I'll be anything, play any role, become any person, as long as he doesn't leave my life again.

Ivan stirs, shifts, makes a soft sound. I watch him swim up from sleep, watch his eyes flutter open, watch him frown in confusion as he tries to remember where he is.

Then he sees me and he smiles.

"Hey," he says. "How long have you been awake?"

"A while. Didn't want to wake you. You needed the sleep."

"You should have." He stretches, arms over his head, and the shirt—my shirt—rides up, exposing a strip of stomach. Tan skin, a line of muscle, the suggestion of more beneath. I look away quickly, before I can see more.Fuck."I would have gotten up. We could have talked or something."

"You needed the sleep. You had a long day yesterday."

Ivan sits up, rubbing his eyes with the heels of his hands, his hair sticking up in every direction. "How did you sleep? Any nightmares?"

"No. I slept really well. Best sleep I've had in years."

Ivan's smile widens. "Good. That's really good, Jay."

I don't tell him that he's the reason. I don't tell him that having him next to me was the only thing that kept the dreams away, that his presence was like a shield against the darkness. I don't tell him that waking up with him in my arms was the best moment of my entire miserable life.

I just nod and say, "Yeah. It is."

He swings his legs over the side of the bed and stands up, stretching again, rolling his shoulders. My clothes are rumpled on him, the sweatpants sitting low on his hips in a way that makes my mouth go dry. The t-shirt is tight across his shoulders, pulling at the seams. He looks comfortable. He looks like he belongs here, like this is his space too.

But he doesn't.

He belongs somewhere better than this shithole. Somewhere with clean sheets and walls that aren't stained.

But God help me, I want him to stay with an intensity that frightens me.

"So," Ivan says, looking at me with those clear blue eyes that see too much. "What happens now?"

He's looking at me for answers I don't have. I don't have a plan. I don't have anything except this aching need for him to not walk out that door.

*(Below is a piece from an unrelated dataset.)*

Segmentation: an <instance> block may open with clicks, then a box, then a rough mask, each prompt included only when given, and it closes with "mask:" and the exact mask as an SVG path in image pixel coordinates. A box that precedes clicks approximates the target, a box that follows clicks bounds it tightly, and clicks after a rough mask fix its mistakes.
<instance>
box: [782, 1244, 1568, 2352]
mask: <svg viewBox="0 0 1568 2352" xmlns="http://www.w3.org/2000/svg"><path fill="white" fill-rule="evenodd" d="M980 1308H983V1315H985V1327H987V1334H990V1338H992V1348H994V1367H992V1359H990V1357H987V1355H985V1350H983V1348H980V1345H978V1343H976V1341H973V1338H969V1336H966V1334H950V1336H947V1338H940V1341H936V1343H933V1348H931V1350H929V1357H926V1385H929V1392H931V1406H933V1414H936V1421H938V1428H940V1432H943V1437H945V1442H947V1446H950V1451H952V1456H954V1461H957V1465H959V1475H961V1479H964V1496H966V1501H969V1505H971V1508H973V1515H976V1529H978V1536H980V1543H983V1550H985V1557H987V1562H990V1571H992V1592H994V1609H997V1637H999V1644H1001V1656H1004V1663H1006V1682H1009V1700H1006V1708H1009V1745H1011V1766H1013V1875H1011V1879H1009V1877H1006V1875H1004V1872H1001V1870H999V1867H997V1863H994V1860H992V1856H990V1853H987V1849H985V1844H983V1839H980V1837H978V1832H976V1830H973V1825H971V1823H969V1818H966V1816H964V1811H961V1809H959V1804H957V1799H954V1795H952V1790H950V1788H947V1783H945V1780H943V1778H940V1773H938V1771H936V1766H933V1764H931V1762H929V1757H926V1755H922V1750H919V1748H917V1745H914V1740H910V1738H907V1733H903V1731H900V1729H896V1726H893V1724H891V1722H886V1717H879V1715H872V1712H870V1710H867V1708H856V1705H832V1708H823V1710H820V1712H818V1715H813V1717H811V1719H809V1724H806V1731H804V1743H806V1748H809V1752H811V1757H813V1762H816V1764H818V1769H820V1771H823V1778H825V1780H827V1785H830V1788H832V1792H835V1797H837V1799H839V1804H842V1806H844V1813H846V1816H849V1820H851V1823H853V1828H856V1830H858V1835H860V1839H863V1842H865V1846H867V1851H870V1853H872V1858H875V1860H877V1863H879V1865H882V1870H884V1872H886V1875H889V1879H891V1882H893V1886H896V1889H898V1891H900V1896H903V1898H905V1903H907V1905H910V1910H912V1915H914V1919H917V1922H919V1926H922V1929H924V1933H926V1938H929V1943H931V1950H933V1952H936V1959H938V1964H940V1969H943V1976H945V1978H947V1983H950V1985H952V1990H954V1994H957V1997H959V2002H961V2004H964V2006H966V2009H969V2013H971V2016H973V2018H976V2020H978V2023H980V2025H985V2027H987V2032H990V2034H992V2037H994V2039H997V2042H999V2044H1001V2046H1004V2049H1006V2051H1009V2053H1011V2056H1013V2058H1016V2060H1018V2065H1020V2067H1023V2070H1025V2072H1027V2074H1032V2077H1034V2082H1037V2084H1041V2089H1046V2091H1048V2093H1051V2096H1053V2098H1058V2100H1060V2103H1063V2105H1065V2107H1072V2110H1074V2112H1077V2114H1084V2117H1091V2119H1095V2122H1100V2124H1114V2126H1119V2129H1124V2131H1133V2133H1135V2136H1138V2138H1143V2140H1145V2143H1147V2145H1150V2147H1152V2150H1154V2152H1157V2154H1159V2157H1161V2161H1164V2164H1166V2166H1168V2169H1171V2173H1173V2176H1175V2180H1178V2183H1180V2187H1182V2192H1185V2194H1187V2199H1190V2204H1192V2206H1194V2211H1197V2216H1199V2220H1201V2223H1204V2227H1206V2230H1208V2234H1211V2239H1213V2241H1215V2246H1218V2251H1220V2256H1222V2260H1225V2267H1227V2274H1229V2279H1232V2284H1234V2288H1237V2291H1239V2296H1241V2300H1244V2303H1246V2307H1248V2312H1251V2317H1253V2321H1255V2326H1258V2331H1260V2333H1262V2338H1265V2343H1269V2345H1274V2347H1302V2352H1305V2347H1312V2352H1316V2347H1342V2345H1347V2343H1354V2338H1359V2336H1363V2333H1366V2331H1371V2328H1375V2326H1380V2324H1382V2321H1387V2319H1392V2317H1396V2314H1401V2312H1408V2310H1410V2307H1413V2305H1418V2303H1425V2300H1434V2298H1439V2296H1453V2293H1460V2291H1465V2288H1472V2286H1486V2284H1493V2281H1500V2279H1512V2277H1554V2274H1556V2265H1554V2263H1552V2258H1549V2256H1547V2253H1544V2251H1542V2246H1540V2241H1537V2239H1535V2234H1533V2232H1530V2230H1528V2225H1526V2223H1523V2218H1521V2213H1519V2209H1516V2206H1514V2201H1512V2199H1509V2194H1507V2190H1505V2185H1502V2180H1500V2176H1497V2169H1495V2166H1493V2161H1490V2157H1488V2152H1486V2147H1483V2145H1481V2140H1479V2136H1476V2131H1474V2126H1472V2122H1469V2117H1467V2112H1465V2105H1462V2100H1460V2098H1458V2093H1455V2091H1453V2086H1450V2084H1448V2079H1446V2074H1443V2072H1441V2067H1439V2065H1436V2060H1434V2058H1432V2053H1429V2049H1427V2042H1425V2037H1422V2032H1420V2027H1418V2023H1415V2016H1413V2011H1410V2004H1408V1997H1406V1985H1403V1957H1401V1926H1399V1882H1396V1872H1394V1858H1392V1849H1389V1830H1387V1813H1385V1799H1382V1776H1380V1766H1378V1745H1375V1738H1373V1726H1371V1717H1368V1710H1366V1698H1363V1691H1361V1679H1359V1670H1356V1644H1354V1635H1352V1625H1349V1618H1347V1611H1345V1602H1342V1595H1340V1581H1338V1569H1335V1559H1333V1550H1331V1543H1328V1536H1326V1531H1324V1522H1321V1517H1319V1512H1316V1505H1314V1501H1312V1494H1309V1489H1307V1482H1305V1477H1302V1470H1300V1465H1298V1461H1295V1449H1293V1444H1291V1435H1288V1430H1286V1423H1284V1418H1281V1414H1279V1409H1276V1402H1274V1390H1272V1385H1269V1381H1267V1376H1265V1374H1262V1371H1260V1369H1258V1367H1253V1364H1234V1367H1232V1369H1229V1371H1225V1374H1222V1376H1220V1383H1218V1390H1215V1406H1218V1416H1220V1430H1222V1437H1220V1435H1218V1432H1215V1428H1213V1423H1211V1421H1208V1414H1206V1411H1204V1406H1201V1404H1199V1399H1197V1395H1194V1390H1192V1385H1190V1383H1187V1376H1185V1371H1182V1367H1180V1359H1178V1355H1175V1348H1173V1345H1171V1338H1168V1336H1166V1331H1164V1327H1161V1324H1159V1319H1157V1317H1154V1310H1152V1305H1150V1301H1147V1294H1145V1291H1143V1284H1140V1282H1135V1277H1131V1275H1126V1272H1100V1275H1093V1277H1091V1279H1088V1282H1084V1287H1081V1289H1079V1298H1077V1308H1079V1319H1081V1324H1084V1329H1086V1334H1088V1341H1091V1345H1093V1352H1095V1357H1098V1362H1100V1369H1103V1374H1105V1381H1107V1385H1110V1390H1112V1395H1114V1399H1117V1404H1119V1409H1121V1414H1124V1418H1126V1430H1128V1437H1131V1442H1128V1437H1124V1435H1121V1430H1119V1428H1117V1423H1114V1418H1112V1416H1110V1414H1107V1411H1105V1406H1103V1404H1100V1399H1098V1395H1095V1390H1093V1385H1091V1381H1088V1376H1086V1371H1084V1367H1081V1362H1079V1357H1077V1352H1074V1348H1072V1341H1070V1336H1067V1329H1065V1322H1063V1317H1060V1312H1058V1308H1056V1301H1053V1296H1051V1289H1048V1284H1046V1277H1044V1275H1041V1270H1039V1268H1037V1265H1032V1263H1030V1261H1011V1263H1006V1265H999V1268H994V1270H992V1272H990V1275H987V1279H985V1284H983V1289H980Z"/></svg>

"I don't know what happens now," I admit.

"Well," Ivan says. "I guess we'll figure it out." Then he smiles at me again and goes into the bathroom.

I blow out a breath.

He's not leaving.

Not yet.

Chapter 19: Ivan

When I come out of the bathroom, I search for my phone. It's on the floor next to the bed. There are three missed calls from Rosalyn and a string of texts that make guilt twist sharply in my stomach.

Where are you? Your truck is gone.

Caleb says you left before breakfast. Everything okay?